Pernod Ricard, the company behind Jameson, Redbreast, Martel Cognac and Absolut vodka, said sales in the U.S. fell 11 percent during its third quarter. According to a recent Reuters The story, Pernod pointed out, points to retailers cutting high-end spirits from their inventories, which sold well at the height of the Covid pandemic but declined as things began to normalize. The Chinese market, traditionally important for high-end spirits, also showed a significant decline for Pernod, while sales in India rose by 8 percent. In January, Diageo shares fell in value after Reports That big brands like Casamigos Tequila fell by 14% in the US.
Campari Group, which owns Espolón Tequila, Wild Turkey, and Glen Grant, recently reported a largely flat sales landscape, with the U.S. market down .4 percent. That was certainly due to a more than 10 percent drop in sales of Wild Turkey here and in Australia — traditionally a big market for this bourbon — while the Espolone and Campari brands took a hit. Showed self-improvement. Speaking of bourbon, earlier this week Kentucky news station WDRB Reported That Heaven Hill was offering buyouts to 14 workers at its bottling plant softened the market, which did not please the UFCW Local 23D union. But Haven Hill, which is privately held, told WDRB in an email that the company is “overwhelmingly outperforming its competitors,” and plans to open a new $135 million distillery in Bardstown, KY. are underway which will double its production.

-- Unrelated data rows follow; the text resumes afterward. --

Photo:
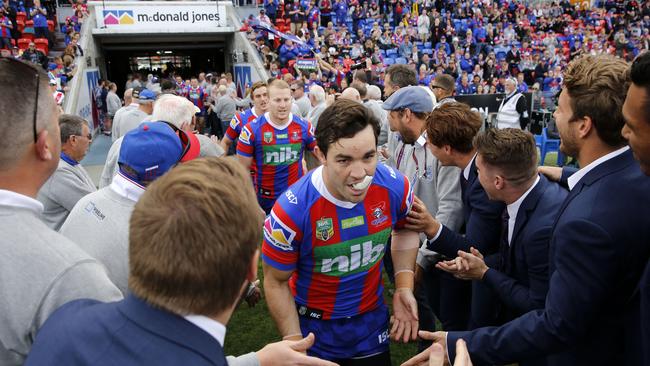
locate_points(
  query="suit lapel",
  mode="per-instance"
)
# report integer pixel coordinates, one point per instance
(173, 328)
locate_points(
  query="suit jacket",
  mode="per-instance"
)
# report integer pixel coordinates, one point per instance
(482, 222)
(598, 251)
(522, 281)
(127, 332)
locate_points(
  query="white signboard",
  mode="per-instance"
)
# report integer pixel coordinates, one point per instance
(145, 15)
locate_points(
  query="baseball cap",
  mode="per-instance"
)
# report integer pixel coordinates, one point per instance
(412, 97)
(136, 92)
(150, 150)
(146, 96)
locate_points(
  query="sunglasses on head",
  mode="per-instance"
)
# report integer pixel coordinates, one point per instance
(37, 78)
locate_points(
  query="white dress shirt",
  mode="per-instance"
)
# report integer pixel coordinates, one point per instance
(210, 326)
(577, 176)
(513, 209)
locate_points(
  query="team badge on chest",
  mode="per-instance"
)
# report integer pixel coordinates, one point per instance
(324, 229)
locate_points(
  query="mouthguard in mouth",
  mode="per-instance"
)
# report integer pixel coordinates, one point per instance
(363, 184)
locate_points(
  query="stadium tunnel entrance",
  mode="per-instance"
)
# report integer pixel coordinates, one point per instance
(186, 55)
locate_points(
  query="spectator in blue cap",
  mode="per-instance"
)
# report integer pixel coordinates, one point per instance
(132, 119)
(99, 222)
(438, 193)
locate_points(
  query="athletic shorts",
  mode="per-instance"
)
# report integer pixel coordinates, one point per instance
(357, 336)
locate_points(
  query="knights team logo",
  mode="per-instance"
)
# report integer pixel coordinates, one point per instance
(378, 215)
(324, 229)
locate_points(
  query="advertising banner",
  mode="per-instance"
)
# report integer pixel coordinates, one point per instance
(169, 16)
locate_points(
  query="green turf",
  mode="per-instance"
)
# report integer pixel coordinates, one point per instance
(250, 329)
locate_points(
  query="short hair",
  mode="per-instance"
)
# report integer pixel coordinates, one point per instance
(187, 254)
(373, 92)
(361, 88)
(343, 119)
(278, 84)
(317, 92)
(597, 86)
(401, 75)
(360, 75)
(511, 150)
(639, 74)
(18, 89)
(173, 109)
(166, 85)
(70, 125)
(257, 85)
(445, 81)
(453, 124)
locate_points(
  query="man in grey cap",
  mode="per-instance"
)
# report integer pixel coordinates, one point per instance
(443, 87)
(436, 187)
(132, 119)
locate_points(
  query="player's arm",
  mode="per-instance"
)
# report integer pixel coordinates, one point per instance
(280, 301)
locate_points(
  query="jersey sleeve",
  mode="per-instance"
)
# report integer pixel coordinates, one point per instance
(282, 238)
(406, 201)
(245, 145)
(310, 139)
(234, 128)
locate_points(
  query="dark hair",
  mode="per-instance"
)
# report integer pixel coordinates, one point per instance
(453, 124)
(640, 76)
(510, 150)
(70, 125)
(361, 88)
(343, 119)
(401, 75)
(597, 87)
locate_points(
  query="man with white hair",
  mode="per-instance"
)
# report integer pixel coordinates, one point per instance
(513, 111)
(351, 94)
(318, 105)
(175, 110)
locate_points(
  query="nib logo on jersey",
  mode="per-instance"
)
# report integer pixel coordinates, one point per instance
(352, 256)
(281, 154)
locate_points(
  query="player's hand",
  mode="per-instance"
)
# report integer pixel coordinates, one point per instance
(253, 295)
(405, 316)
(467, 266)
(420, 220)
(424, 357)
(553, 173)
(290, 353)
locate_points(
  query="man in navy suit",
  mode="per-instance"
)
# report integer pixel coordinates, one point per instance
(450, 130)
(189, 265)
(636, 131)
(599, 245)
(507, 164)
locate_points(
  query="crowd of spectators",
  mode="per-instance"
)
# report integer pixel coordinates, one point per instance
(28, 33)
(480, 42)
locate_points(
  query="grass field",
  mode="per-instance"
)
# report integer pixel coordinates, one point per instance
(252, 328)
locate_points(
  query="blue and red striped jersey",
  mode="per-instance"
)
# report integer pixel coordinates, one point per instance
(277, 153)
(335, 248)
(240, 120)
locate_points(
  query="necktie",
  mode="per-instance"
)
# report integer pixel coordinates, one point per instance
(504, 245)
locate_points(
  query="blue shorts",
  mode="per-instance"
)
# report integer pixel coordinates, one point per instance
(358, 336)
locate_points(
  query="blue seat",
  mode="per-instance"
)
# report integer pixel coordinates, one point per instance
(546, 146)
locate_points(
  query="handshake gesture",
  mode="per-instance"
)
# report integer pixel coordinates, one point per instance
(436, 355)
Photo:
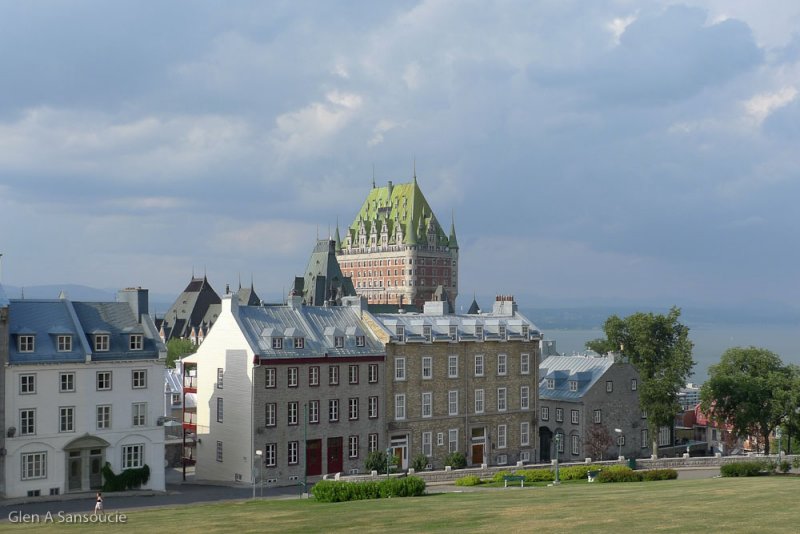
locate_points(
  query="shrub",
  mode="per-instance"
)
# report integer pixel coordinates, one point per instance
(750, 468)
(469, 480)
(456, 460)
(419, 462)
(340, 491)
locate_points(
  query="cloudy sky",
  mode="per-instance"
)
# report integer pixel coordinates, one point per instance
(603, 151)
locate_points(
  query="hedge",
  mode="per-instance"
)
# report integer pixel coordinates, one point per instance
(341, 491)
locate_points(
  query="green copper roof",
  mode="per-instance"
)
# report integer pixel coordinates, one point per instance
(399, 207)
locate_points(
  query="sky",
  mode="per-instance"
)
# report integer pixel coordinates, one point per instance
(590, 152)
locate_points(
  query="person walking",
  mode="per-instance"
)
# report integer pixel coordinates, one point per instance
(98, 507)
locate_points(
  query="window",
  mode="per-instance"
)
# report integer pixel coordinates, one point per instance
(103, 380)
(101, 342)
(27, 384)
(270, 377)
(502, 403)
(271, 454)
(452, 366)
(452, 442)
(373, 373)
(353, 447)
(133, 456)
(34, 465)
(501, 436)
(427, 404)
(427, 444)
(427, 367)
(479, 365)
(333, 375)
(64, 343)
(104, 417)
(136, 342)
(139, 413)
(26, 343)
(400, 369)
(478, 401)
(66, 382)
(353, 374)
(373, 407)
(502, 361)
(66, 419)
(399, 407)
(452, 402)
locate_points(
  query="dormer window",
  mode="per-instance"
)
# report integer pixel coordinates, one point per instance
(101, 342)
(64, 343)
(137, 341)
(26, 343)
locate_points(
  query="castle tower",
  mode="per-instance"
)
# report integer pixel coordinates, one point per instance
(396, 252)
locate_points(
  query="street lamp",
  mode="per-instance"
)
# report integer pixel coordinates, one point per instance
(258, 455)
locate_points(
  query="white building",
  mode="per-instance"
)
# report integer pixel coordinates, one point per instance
(83, 387)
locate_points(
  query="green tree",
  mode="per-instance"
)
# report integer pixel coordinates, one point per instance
(658, 346)
(177, 349)
(751, 390)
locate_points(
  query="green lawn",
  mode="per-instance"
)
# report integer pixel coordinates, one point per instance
(762, 504)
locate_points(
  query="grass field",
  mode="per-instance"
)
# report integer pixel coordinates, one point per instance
(762, 504)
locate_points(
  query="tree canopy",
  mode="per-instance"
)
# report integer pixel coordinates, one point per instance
(751, 390)
(658, 346)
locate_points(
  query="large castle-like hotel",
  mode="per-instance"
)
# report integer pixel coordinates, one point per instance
(396, 251)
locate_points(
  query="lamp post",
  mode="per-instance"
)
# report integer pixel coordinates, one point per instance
(258, 456)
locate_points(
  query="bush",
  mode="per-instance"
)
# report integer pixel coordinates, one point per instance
(340, 491)
(419, 462)
(469, 480)
(751, 468)
(456, 460)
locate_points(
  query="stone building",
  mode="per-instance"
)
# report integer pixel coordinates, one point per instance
(581, 396)
(463, 383)
(396, 251)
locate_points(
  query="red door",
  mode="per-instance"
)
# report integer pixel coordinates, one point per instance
(314, 457)
(334, 455)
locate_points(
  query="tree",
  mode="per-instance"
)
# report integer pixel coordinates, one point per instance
(177, 349)
(751, 390)
(598, 440)
(658, 346)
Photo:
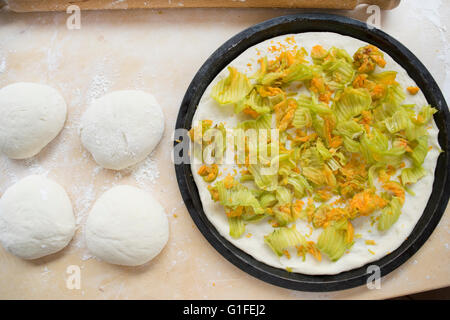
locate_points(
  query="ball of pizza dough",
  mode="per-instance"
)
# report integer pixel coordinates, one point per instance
(32, 115)
(121, 128)
(36, 218)
(126, 226)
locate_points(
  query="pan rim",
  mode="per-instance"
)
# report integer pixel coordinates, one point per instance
(309, 22)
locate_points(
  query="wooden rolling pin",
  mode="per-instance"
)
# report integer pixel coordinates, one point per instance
(61, 5)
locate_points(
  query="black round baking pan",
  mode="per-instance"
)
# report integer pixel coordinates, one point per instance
(305, 23)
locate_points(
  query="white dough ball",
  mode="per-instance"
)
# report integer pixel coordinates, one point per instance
(32, 115)
(121, 128)
(126, 226)
(36, 218)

As expected, there is some conflicting information as companies try to break down their best practices. But all of this doesn’t mean the spirits industry is going away anytime soon – if anything, it may just indicate the stability of a spirits market that has seen consumers pay some of the steepest prices in recent years. are lying According to SipSource, spirits sales are likely to improve through the remainder of 2024, though they may not reach the heights of a few years ago. In other words, the new normal could be more, well, normal, which will ultimately be a net positive for people looking for a cheap bottle of whiskey.